Session: Parallel session 10 - Health and biological sciences

Characterization of an Auranofin-resistant A2780 ovarian cancer cell line

Xhesika LIMAJ¹, Agnès DELAUNAY-MOISAN², Gwenaelle LE PAVEC², Tania GAMBERI³, Iman HADDAD¹, Joelle VINH¹, Giovanni CHIAPPETTA ¹

¹Spectrométrie de Masse Biologique et Protéomique, LPC, UMR ESPCI CNRS 8249, PARIS, France
²Université Paris-Saclay, CEA, CNRS, Institute for Integrative Biology of the Cell (I2BC) , Ville Gif-sur-Yvette, 91198, France
³Department of Experimental and Clinical Biomedical Sciences "Mario Serio", University of Florence, Florence 50134, Italy

Pathological conditions, like cancer, alter biological homeostasis pathways. In A2780 ovarian cancer cells the activation of Nuclear Factor Erythroid 2 Like 2 (Nrf2) increases in response of elevated Reactive Oxygen Species (ROS) levels. Auranofin (AF), a gold-based drug, impairs ROS scavenging efficiency in A2780 cells by inhibiting Thioredoxin Reductase 1 (TXNRD1) and inducing cell death. We performed a proteomic analysis on AF-sensitive (A2780S) and AF-resistant (A2780R) ovarian cancer cell lines to investigate the molecular mechanisms developed by resistant cells to escape cell death . A2780S and A2780R cells (N=3) were treated for 24h with 1µM AF, using untreated cells as control. Data were acquired using Data Independent Acquisition (DIA) with an Orbitrap Eclipse tribrid mass spectrometer (ThermoFisher Scientific).

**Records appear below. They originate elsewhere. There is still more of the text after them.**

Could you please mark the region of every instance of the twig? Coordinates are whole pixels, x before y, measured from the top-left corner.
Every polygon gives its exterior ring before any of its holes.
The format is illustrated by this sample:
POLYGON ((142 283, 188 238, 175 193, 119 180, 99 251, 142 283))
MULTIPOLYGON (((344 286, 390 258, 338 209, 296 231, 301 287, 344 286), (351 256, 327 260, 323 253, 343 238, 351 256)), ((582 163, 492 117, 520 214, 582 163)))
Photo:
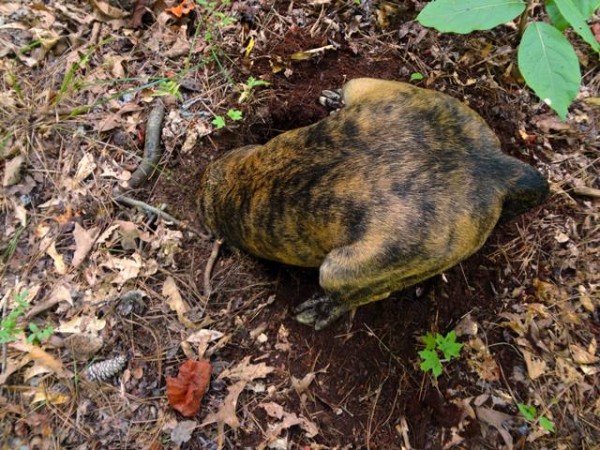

Our proteomic dataset revealed a downregulation of Glutathione-specific gamma-glutamylcyclotransferase 1 (CHAC1) in the AF-treated or untreated A2780R cells, compared to the A2780S cells. CHAC1 is responsible for glutathione (GSH) degradation, and we hypothesize that CHAC1 could be involved in AF-mediated cell death. CHAC1 lower expression in the A2780R cells was confirmed by transcriptomic analysis. A GSH measurement at different time points revealed a slower GSH decrease in the AF-treated A2780R cells. Additionally, we observed downregulated retinoic acid (RA) cytoplasmatic and nuclear transporters (CRABP1 and CRABP2) in the A2780R cells. A cell viability assay showed that combining AF treatment with RA (10µM) decreased cell survival compared to the AF treatment only in the A2780S cells. Interestingly, combined AF with an agonist of the RA nuclear receptor RARα (BMS753, 10 µM) reduced both cell lines' viability. We hypothesize that BMS753 can enter the nucleous bypassing CRABP2 nuclear transport. CRABP1 and CRABP2 are involved in the regulation of cell growth inhibition and therefore it could be a resistance mechanism to AF-induced cell death.